Intensity anomalies in the KQ Puppis spectrum are discussed in Muratorio et al. (1992), e.g. the strong emission lines a6S - x6P (UV 191), - (5D)5p (2506.8 Å) and - (b3F)4p (2508.3 Å). Dielectronic recombination is proposed to enhance UV 191, whereas H Ly pumping generates strong fluorescence in the latter two transitions. We support the latter proposal, but not the former. Dielectronic recombination has earlier been suggested as a possible explanation for the enhancement of UV 191 (Johansson & Hansen 1988), but this is mainly to be considered for cool giants where there is no continuum radiation in the UV 9 channel. Dielectronic recombination is the inverse of autoionization, and requires in this case an adequate abundance of Fe ions and suitable autoionizing states of Fe II. Some Fe III 4s - 4p transitions are present in the spectrum as broad absorption features with a shift of about 0.5 Å compared to the sharp features of Fe II, but the main part of the Fe III opacity is below the IUE limit (Johansson & Cowley 1988). The actual abundance of Fe ions in the region where Fe II emission lines are formed is thereby difficult to estimate. Two autoionizing terms recombining to x6P, with transitions around 1730 Å and 1890 Å respectively, are theoretically predicted by Johansson & Hansen (1988). The calculated wavelength from a theoretical prediction is uncertain, but recombination lines would have to appear somewhere when dielectronic recombination is an active process. However, there are no candidates in the investigated part of the KQ Puppis spectrum. For these reasons we do not support the scheme of dielectronic recombination as the population process for x6P, but rather PCR through UV 9 as is also proposed by Che & Reimers (1983)
Che & Reimers (1983) observe emission in UV multiplets 60, 78, 191, 363, 373, 391, 399. They also claim to observe emission in UV multiplets 375 and 384 but that has not been verified in our work. The upper term in UV 375 (e6F) belongs to the 3d6(5D)4d subconfiguration (Johansson 1988) and we do not observe any lines in the 3d6(5D)4p - 3d6(5D)4d super multiplet. Only transitions in the 3d6(5D)4p - 3d6(5D)5s super multiplet are observed. The PCR process populating the 5p levels leads to a selective population of the 3d6(5D)5s subconfiguration.
In UV 384, as defined by Moore (1952), the upper term (e6P) has been found to be spurious and a new identification was given by Johansson (1978). The lines from this new 6P term are not present in the IUE spectra. The paper by Che & Reimers (1983) also discusses the Fe II level population mechanism in the stellar system and propose that the systematic variation in line-profile (absorption - P-Cygni - emission) with excitation energy suggests recombination followed by cascading.
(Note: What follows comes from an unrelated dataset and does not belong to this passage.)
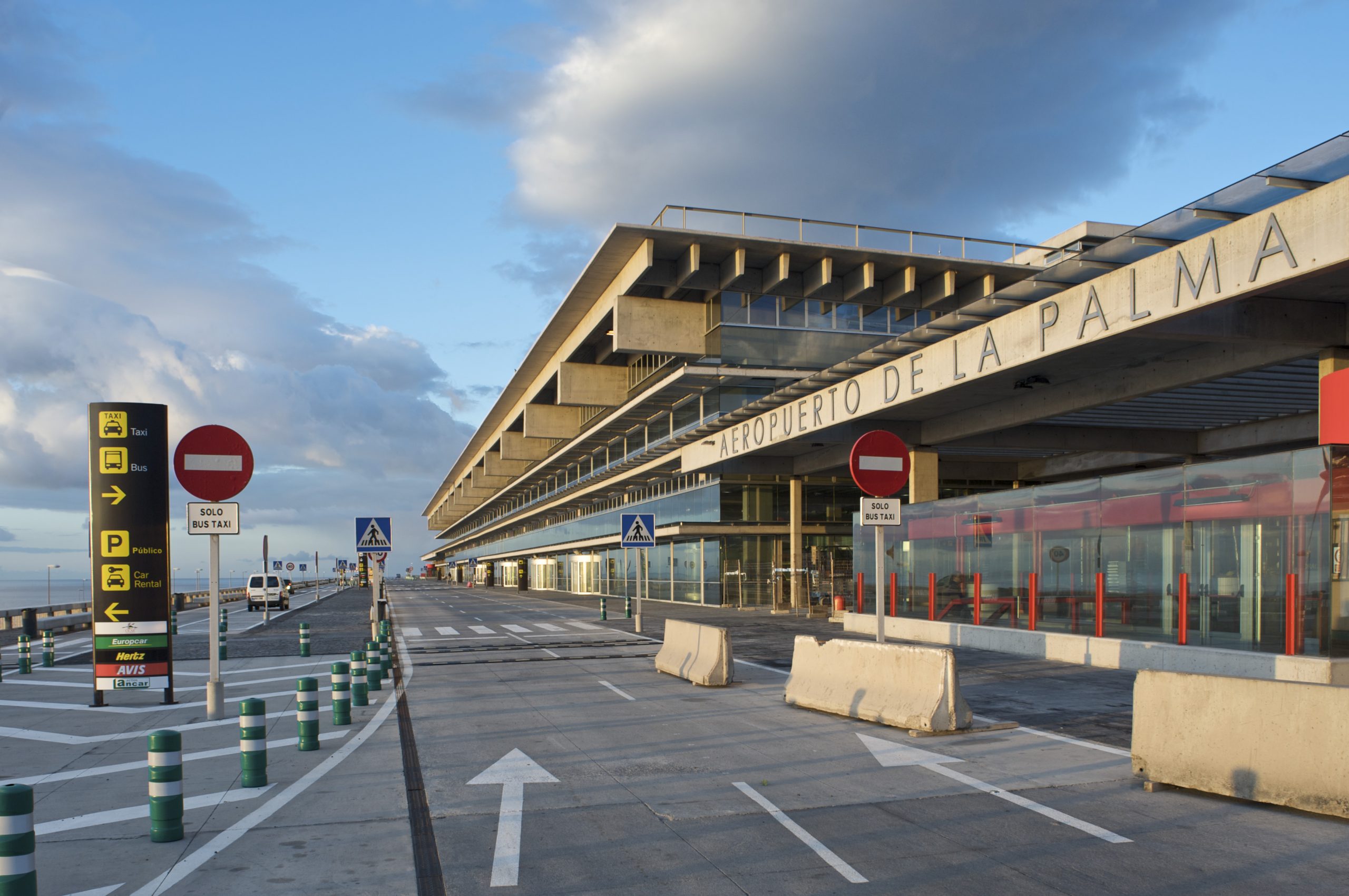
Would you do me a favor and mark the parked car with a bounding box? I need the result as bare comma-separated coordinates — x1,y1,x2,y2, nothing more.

They also point out the importance of the relative oscillator strengths of the different channels from a populated level. We agree in general with Che & Reimers (1983). However, we suggest, as discussed above, that all levels giving rise to emission lines are populated through photoexcitation, PCR and PAR, and that recombination is not necessary for the explanation of Fe II emission lines in KQ Puppis.